The Clinical Standards Board for Scotland (CSBS) Generic Clinical Standards published in January 2001 defines the standards to which all clinical services should be delivered in Scotland.

Impact

• In Scotland, by extrapolation from the figures published by NICE, it is estimated that the total numbers of children with GH deficiency, TS, CRI, and PWS who would be eligible for growth hormone is 500 - 700.
• The mean annual cost of treatment is estimated to be #6,103 for a child with GH deficiency, #10,126 for a child with TS, #11,132 for a child with CRI, and #9,840 for a child with PWS. These figures are derived from the economic analysis detailed in the Assessment Report commissioned by NICE and are based on the annual treatment costs of a 30 kg child.
• In Scotland there are estimated to be over 160 children currently receiving treatment for GH deficiency, TS or CRI, incurring costs of around #1.2 million to NHS Scotland annually.
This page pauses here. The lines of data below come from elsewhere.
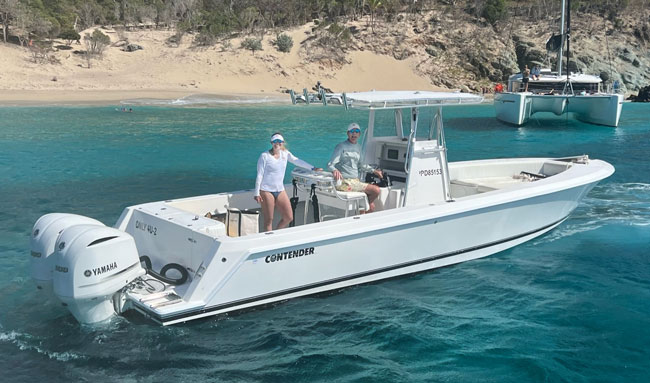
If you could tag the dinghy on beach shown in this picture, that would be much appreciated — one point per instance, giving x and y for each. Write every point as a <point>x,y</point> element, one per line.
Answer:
<point>431,214</point>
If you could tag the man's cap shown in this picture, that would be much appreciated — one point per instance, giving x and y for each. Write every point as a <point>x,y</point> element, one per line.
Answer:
<point>353,125</point>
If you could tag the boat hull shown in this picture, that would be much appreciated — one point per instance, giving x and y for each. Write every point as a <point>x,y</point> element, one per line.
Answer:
<point>247,272</point>
<point>600,109</point>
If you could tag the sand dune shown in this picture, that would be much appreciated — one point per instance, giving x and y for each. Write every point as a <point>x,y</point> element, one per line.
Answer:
<point>162,71</point>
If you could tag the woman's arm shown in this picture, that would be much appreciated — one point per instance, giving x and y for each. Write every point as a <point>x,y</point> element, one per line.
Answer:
<point>298,162</point>
<point>260,174</point>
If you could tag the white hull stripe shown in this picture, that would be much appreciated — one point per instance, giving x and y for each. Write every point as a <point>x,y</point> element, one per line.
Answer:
<point>176,317</point>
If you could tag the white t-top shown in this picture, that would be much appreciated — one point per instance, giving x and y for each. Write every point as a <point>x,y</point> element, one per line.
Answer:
<point>270,170</point>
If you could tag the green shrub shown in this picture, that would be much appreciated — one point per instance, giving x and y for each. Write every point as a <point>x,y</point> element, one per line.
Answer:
<point>284,43</point>
<point>69,36</point>
<point>252,44</point>
<point>494,11</point>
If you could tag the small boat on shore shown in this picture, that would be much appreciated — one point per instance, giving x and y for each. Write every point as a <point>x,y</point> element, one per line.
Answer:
<point>431,214</point>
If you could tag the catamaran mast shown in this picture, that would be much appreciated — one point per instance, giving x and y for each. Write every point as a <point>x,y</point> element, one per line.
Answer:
<point>559,53</point>
<point>568,38</point>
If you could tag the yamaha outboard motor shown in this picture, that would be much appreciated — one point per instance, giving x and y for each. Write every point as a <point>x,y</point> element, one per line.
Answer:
<point>84,262</point>
<point>44,235</point>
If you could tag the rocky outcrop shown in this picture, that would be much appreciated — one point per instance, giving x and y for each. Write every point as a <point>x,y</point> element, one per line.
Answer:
<point>643,96</point>
<point>455,49</point>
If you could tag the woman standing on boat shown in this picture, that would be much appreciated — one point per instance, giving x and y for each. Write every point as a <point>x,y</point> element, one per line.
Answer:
<point>269,184</point>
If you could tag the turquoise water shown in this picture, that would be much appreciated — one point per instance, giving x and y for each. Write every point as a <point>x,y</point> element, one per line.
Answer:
<point>571,306</point>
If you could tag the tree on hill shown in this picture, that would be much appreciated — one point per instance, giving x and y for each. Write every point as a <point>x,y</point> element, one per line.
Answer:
<point>8,10</point>
<point>69,36</point>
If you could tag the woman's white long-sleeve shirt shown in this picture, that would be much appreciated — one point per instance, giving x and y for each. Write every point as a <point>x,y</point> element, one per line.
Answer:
<point>270,170</point>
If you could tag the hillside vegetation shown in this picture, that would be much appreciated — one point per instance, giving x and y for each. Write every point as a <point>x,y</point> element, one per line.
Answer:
<point>453,43</point>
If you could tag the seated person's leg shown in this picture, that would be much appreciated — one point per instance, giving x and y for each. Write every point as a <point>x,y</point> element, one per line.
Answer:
<point>372,191</point>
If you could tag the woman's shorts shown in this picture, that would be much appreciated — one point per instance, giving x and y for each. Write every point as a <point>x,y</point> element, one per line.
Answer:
<point>351,184</point>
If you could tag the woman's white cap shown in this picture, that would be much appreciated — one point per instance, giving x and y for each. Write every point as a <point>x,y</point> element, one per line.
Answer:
<point>353,125</point>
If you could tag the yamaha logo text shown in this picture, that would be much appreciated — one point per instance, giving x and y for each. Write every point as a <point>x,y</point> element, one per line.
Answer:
<point>101,270</point>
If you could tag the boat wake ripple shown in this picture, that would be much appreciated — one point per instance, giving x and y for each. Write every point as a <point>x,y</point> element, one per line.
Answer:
<point>23,342</point>
<point>620,204</point>
<point>206,100</point>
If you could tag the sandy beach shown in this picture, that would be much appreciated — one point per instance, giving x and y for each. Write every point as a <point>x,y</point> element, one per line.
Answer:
<point>166,72</point>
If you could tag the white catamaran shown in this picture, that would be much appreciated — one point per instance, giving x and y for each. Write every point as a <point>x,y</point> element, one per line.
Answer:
<point>576,93</point>
<point>432,214</point>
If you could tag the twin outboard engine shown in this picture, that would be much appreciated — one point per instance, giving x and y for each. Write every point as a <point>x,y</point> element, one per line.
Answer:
<point>84,263</point>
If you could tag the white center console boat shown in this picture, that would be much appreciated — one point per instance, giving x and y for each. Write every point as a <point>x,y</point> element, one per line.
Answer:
<point>432,214</point>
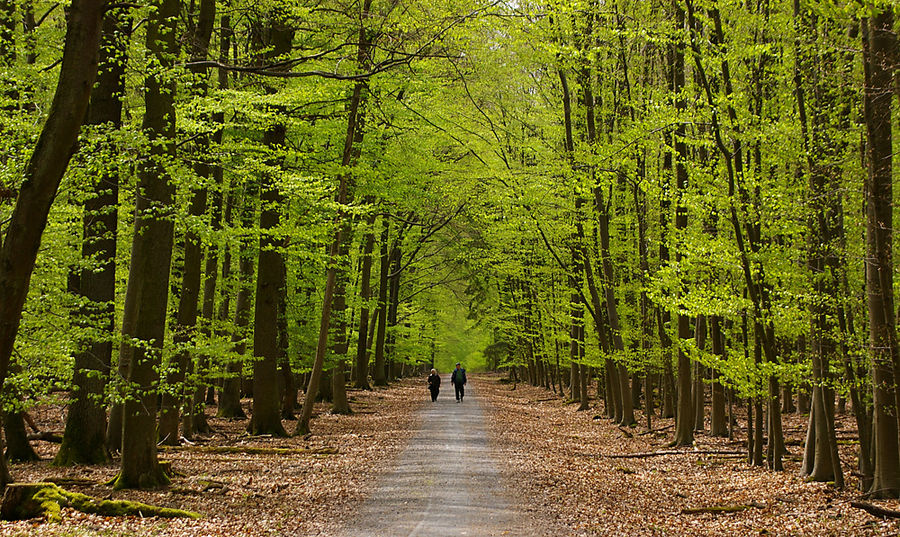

However, there are an estimated further 174 children with GH deficiency, 95 275 children with TS and 33 children with CRI in Scotland who may be eligible for, but are not receiving, growth hormone treatment. Treating these children would cost NHS Scotland an additional #2.4 to #4.2 million per annum.
• The number of children with PWS who are currently receiving growth hormone treatment is unknown. The cost of treating all eligible children in Scotland (around 50) would be around #500,000 per annum. However only a proportion of this cost will be incurred, depending on the number of children with PWS who currently receive growth hormone treatment.

NHSScotland should take account of this Comment from HTBS and ensure that recommended drugs or treatments are made available to meet clinical need.

This HTBS Comment is the result of a consideration of possible contextual differences in Scotland, according to the following categories:

• Principles and values of NHSScotland
• Epidemiology (frequency and distribution)
• Structure and provision of services in Scotland
• Other implications for NHSScotland.

No important differences were identified for this NICE Technology Appraisal Guidance.

An Understanding HTBS Advice is also being distributed on this topic and is available from the HTBS website or office or patient group.

HTBS would like to thank NICE for its cooperation in delivering this Comment. HTBS is also grateful to the experts in Scotland who provided input to this Comment.